My 91 yr old mother just moved into AL. She is afraid to eat in the dining room or go to activities because of her very poor hearing. I literally have to shout in her ear or write things down. She has an aid she got about 15 years ago she only wore a about 5 times. I don't even know if she can get results from one any more her hearing has declined so much. Her arthritis makes it impossible for her to insert or adjust. Has anyone else had success with a longtime resisted? Ironically, her own sister owned a hearing aid business!
The other side of my story - it took me 3 years to convince my hubby to get aids. I was so sick of repeating everything I said, hated to watch tv with him at the volume he needed. So he finally gets the aids, and most of the time - doesn't wear them - so I am still repeating myself all day long. It is so irritating when it is unnecessary. At least if we watch tv he wears them so I'm not blasted out of the room.
He claims he forgets them. If so, that is part of your mother's problem too. Putting them in every morning needs to become a habit. If she is in AL, they can help with that - they put Mom's new ones in every morning.
I've filed all this away in my brain so when I can't hear I won't be so stubborn!
Then Dad would see an advertisement in the newspaper for hearing aid that goes inside the ear and stays there for 3 months before needing to be replaced, and wanted us to take Mom there.... I told him the ear doctor told me those hearing aids are for people who are first losing their hearing. We went around and around on that, too. I refused to go shopping for those types of hearing aids.
Even when we found regular hearing aids that would work while in the audiologist office, it seemed the hearing aids wouldn't work the next day. Oh boy, here we go with user error. Mom was afraid to place the inside of the hearing aid too far into her ear. And, of course, Dad would be messing with the batteries, even using used batteries that still had a tiny amount of juice left in them :P
Rosy, I use to have to shout into Mom's good ear, and even then she would only catch 20% of what I said. I honestly think she would have done better having an old fashioned ear horn to use.
When she was in the nursing home hearing aid people visited the place and gave her a hearing test. I subsequently discovered she'd ordered hearing aids to the tune of $4,000! She said she thought she'd just give them a try as they were free. I had POA and I knew she wouldn't wear them so I cancelled it.

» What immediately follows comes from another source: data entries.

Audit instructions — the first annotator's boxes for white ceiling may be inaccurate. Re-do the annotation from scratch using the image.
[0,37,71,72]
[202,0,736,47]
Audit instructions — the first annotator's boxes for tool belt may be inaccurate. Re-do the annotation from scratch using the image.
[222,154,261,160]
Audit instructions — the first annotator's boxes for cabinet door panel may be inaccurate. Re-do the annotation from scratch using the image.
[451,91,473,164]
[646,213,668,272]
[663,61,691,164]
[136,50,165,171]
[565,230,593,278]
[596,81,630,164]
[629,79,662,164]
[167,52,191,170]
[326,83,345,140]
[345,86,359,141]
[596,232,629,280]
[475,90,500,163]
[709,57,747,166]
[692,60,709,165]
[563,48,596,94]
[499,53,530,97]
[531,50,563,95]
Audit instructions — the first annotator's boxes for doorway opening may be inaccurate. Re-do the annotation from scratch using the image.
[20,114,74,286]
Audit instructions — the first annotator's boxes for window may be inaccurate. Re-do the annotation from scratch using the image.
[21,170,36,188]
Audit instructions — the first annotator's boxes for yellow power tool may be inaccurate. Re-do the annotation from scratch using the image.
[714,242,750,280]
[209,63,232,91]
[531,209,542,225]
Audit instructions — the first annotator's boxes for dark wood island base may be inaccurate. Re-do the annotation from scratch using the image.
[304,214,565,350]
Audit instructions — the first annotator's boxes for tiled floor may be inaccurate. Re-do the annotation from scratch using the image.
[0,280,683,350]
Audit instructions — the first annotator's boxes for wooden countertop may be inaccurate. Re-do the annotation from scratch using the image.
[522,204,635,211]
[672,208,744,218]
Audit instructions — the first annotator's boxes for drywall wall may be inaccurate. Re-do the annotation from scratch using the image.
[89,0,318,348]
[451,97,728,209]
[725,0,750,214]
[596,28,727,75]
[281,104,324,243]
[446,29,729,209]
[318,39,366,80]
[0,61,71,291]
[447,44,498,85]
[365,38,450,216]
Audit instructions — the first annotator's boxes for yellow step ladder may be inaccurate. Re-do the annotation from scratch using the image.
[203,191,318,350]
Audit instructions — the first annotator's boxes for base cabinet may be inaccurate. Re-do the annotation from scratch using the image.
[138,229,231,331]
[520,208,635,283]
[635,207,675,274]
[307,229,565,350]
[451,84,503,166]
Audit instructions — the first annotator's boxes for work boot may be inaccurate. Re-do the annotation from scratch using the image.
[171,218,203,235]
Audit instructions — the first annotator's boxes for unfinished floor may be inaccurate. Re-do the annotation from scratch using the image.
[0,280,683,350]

She also called the bank and tried to order cheques (I attended to paying all bills) but they saw my POA on file and refused. By then her dementia was really bad and she was pretty much bed ridden. The office held $300 for her use and I made sure she had a lot of change for the vending machine. It was a never ending nightmare.
2. the aids are tiny and with her arthritis she cant manipulate them very well to put in her ears. I suspect she doesn't have a lot of feeling in her fingertips.